Why do we feel safe at Penrice?

By Jamie, Adam and Ethan

Recently, on the news, there have been many stories regarding gun crime and school shootings in America. This inspired us to ask the question: “How safe are UK schools?”

School shootings happen in America more than another country around the world buy why they are less likely to happen in the UK?

An example of these horrific shootings is the Madison Township School shooting in Ohio; this is the latest shooting and it happened on the 29th of February 2016. Luckily this isn’t the worse school shooting ever but it still is scary to think that these things happen. The shooters were a 14 year old boy, and he used a .380 calibre handgun. It is scary to think that 14 year olds are being able to get access to such weapons; however this is a lot less likely to happen in the UK because it is so hard to get actual firearms even for adults, so this makes it almost impossible for a 14 year-old to actually get their hands on one.

As part of the BBC School News Report it is our intention to highlight the importance of safety in school and to see what schools are doing to help prevent dangers to students in the UK.

We spoke to with Principal Mr Baker, to discuss safety in our school and why it is we actually feel safe.

Mr Baker, thank you for taking time to talk to us. How are you keeping us safe in school?

“The key bit of keeping you safe in school is making sure we’ve got rules for people to follow and that we work with the children and parents to make sure everyone understand those rules. We want to make you aware of dangers that you could be exposed to, such as the internet, such as people bringing weapons in, people falling out and fighting. It’s really important that we think about those things and share that with the students about what our expectations are. Keeping people safe is our job while we continue make sure you are learning and that’s really important.”

Do you think the school is a safe environment and why?

“Penrice is as safe as we can possibly make it; staff are very vigilant, everyone has to wear identity badges whether they are a visitor or staff so everyone is aware of who they are. We’ve worked extremely hard over the last 5 years to make sure it is not as accessible as it once was.”

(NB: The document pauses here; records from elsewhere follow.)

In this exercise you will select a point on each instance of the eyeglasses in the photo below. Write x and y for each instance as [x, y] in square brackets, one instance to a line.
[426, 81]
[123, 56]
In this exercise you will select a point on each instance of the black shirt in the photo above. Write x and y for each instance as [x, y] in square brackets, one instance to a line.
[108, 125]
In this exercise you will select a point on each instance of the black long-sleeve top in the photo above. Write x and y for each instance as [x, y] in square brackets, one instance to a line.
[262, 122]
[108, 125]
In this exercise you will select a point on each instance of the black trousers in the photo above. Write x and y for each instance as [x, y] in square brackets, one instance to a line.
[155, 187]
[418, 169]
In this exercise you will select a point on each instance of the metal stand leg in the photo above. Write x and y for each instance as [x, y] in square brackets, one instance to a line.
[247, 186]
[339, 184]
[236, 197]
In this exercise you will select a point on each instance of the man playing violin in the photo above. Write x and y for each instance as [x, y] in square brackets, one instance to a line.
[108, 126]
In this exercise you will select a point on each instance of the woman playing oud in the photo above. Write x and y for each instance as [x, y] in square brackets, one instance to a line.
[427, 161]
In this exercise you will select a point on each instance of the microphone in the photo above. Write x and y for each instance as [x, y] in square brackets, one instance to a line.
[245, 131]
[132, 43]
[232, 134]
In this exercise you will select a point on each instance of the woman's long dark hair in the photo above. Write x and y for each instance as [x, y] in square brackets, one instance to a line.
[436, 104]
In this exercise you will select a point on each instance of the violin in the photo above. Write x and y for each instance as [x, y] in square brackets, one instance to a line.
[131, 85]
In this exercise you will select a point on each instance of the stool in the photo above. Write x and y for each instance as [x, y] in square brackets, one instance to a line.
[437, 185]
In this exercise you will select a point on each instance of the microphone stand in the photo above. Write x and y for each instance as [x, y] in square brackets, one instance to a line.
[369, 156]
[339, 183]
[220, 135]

What will you do to prevent safety issues on the road?

“All we can do with students from 11 to 16 is work with them, inform them show them, if you decide you’re stronger than a car then you’re not. There is the behaviour as they walk home especially through mount Charles, we get lots of complaints from parents, worried parents, passers-by in the fact that children like to walk over that hill and feel that  if a car comes then it is the cars responsibility to get out of the way.

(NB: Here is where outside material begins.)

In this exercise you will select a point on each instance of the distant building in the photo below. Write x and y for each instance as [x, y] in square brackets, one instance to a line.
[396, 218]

Unfortunately a couple of years ago one of our students was run over down by Tesco and Ms Adams brought in his clothes to show everyone, and because he was airlifted away from the scene. Thankfully that student was fine however the problem continues. My job is to keep students informed of the dangers; it’s the student’s job to think about it as they walk across the road and going home.”

What are the consequences of brining potentially dangerous weapons into school?

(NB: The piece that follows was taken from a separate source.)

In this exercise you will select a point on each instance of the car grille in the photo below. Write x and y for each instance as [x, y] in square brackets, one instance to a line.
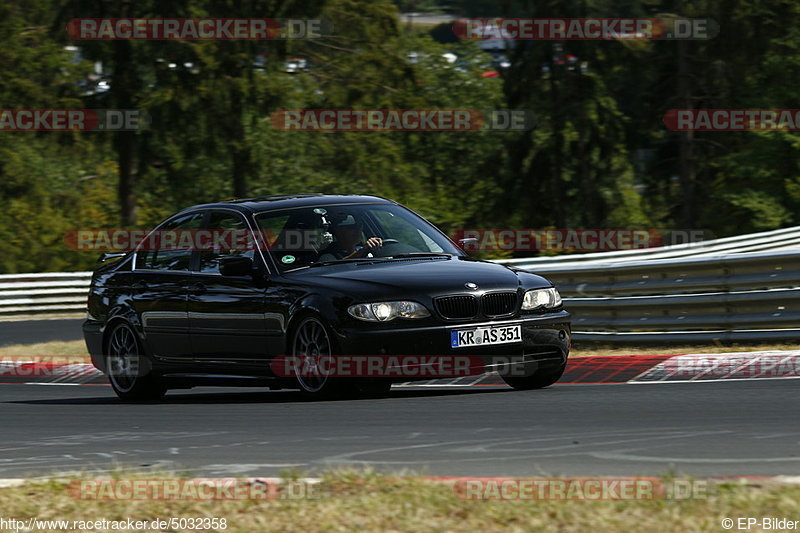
[493, 304]
[457, 306]
[499, 303]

“Dangerous weaponry is an interesting one if someone was to bring a knife in or anything that could significantly harm someone then that would probably be permanent exclusion. Sometimes people bring things in because they want to show their friends like pen knife or something and we have to be realistic and sensible about it. We always phone home and say to the parents that it is not acceptable we have to work with our students. Children will be children and at times they will get something they will get something they want to show their mates so we have to work with our students.

But in the case of someone bringing in a knife for instance then we just can’t accept that, my job is to keep the school safe and my job is as a parent myself I want to make every child in this school feel safe and the parents want me to make sure the place is safe for their children to come.”